15 Dec / The Strange Library by Haruki Murakami, translated by Ted Goossen [in Library Journal]
*STARRED REVIEW
Debuting mere months after his latest instant bestseller, Colorless Tsukuru Tazaki and His Years of Pilgrimage, this fable is a surprise addition to Murakami’s addictive oeuvre. After returning his library books, a boy is sent to Room 107 in search of other titles. There he’s trapped by a bald old librarian, guarded by a Sheep Man, fed by a voiceless girl, and forced to memorize “three fat books” about the Ottoman tax system for insidious purposes. How will the boy get home to his mother (and pet starling) in time for dinner?
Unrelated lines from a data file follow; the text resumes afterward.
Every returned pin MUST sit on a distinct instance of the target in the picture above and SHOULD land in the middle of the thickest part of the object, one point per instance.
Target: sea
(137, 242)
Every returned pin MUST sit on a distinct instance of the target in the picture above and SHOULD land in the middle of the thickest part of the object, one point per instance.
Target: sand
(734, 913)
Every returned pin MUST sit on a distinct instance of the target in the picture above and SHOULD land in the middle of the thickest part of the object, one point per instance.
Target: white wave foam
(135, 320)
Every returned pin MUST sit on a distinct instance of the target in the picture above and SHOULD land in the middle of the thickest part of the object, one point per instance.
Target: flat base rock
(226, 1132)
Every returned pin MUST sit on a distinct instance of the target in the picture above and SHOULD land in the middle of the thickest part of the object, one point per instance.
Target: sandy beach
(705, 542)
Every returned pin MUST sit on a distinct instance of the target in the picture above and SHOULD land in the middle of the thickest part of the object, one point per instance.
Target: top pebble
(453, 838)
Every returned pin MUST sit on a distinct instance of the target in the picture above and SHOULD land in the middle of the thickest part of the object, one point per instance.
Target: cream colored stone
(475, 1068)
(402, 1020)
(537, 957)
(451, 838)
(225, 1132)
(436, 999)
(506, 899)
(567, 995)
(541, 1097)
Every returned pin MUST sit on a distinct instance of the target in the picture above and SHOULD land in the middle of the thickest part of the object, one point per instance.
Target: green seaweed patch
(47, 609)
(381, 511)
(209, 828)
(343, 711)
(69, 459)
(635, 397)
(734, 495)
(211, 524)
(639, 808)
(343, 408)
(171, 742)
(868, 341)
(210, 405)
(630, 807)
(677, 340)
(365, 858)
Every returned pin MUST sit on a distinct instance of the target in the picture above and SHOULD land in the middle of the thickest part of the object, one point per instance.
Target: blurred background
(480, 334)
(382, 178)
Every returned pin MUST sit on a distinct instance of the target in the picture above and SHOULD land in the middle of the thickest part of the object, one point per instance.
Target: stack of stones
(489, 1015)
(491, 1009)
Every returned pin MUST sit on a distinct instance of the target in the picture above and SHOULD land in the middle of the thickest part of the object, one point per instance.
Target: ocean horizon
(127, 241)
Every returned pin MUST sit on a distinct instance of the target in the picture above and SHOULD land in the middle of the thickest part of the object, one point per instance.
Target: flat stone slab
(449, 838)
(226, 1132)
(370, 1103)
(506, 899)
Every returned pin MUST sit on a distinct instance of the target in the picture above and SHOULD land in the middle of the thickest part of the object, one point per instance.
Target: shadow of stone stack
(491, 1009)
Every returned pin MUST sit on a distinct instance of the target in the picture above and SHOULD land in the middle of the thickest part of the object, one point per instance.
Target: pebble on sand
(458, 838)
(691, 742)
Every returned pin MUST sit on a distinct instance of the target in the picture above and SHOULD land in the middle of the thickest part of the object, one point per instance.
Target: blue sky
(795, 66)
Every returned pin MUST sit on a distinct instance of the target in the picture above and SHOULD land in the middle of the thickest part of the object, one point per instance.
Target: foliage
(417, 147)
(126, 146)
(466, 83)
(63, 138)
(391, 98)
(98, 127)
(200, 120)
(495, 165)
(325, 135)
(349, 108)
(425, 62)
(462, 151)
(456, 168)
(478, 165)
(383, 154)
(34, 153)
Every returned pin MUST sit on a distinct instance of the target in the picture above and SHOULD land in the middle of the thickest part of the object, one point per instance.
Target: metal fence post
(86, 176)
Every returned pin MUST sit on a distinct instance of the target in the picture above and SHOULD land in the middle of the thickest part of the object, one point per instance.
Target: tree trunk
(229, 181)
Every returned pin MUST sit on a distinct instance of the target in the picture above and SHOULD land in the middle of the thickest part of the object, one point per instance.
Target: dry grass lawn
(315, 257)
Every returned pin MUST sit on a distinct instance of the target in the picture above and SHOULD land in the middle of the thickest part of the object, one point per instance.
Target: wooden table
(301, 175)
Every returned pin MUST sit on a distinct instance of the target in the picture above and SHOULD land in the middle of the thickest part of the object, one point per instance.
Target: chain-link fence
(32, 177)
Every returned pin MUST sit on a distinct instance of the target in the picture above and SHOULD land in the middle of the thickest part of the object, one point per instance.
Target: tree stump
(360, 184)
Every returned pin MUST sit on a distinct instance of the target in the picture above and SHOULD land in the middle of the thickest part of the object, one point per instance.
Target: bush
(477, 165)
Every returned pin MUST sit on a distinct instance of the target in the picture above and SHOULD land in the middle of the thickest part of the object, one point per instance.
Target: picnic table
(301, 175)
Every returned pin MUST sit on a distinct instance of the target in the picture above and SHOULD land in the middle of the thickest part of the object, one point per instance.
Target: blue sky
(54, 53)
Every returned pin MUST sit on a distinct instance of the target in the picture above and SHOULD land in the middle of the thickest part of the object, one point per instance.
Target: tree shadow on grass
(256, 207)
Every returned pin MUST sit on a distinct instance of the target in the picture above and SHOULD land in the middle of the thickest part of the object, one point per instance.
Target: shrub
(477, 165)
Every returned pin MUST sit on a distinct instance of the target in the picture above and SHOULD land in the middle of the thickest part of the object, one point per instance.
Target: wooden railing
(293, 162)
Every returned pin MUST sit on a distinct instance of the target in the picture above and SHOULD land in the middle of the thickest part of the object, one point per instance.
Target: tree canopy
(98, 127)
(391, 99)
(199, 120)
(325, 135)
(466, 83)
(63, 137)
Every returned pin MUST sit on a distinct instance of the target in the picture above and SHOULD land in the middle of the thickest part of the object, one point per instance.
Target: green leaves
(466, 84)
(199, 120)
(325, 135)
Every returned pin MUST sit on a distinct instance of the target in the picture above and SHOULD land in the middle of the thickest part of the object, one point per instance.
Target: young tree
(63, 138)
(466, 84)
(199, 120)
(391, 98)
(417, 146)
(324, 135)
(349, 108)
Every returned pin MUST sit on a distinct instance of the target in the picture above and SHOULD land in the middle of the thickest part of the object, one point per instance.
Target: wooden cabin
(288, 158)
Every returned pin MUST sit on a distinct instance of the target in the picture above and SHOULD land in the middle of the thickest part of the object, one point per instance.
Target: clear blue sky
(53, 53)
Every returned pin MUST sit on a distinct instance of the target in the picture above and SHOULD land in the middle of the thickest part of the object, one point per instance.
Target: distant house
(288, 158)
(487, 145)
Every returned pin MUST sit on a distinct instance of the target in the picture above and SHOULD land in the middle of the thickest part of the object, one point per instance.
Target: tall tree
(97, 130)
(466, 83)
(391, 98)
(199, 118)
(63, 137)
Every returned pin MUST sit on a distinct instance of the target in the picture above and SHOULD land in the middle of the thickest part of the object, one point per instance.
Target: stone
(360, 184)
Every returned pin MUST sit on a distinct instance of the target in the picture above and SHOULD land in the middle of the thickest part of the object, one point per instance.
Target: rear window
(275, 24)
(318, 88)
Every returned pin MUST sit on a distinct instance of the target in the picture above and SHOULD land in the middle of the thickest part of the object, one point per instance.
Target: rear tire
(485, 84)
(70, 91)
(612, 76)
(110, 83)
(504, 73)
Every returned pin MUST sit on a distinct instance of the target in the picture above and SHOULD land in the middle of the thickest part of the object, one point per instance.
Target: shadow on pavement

Verdict: Strange Library is just 96 pages, 32 of which are designer Chip Kidd-created-and-curated illustrations – intriguing, mysterious, untranslated (hints: that’s “Meiji Milk Chocolate” in chapter 13, an upside-down labeled planet zoom-out in chapter 17). New audiences could read this as just another provocative, surreal tale, but Murakami fans will obsessively catalog the many multi-layered references to previous titles, from the obvious Sheep Man (Trilogy of the Rat), labyrinthine other worlds (Hard-Boiled Wonderland and the End of the World), silently communicative women (After Dark) to, of course, librarians (Kafka on the Shore), plus much more. A mesmerizing Strange Library indeed.